Biological Databases

· Biological databases store information about nucleotide sequences of genes and genomes.
· They also store amino acid sequences of proteins and information about protein structures.
· Databases allow scientists to compare sequences between individuals, species or genes.
· Sequence comparisons can help identify genes, predict protein structure/function, and study relationships between organisms.
· Databases make large-scale genome analysis faster because data can be searched, shared and compared globally.

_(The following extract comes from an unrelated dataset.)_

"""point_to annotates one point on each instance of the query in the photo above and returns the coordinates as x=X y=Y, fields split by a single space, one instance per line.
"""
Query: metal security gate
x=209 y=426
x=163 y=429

Common Exam Phrases to Use

· “Restriction endonucleases cut DNA at specific recognition sites.”
· “DNA ligase joins DNA fragments by forming phosphodiester bonds.”
· “A plasmid acts as a vector to transfer the desired gene into a host cell.”
· “A promoter may be required so RNA polymerase can bind and transcription can occur.”
· “PCR amplifies DNA through repeated cycles of denaturation, annealing and extension.”
· “In gel electrophoresis, shorter DNA fragments move further through the gel.”
· “Microarrays detect gene expression by hybridisation of labelled cDNA to complementary DNA probes.”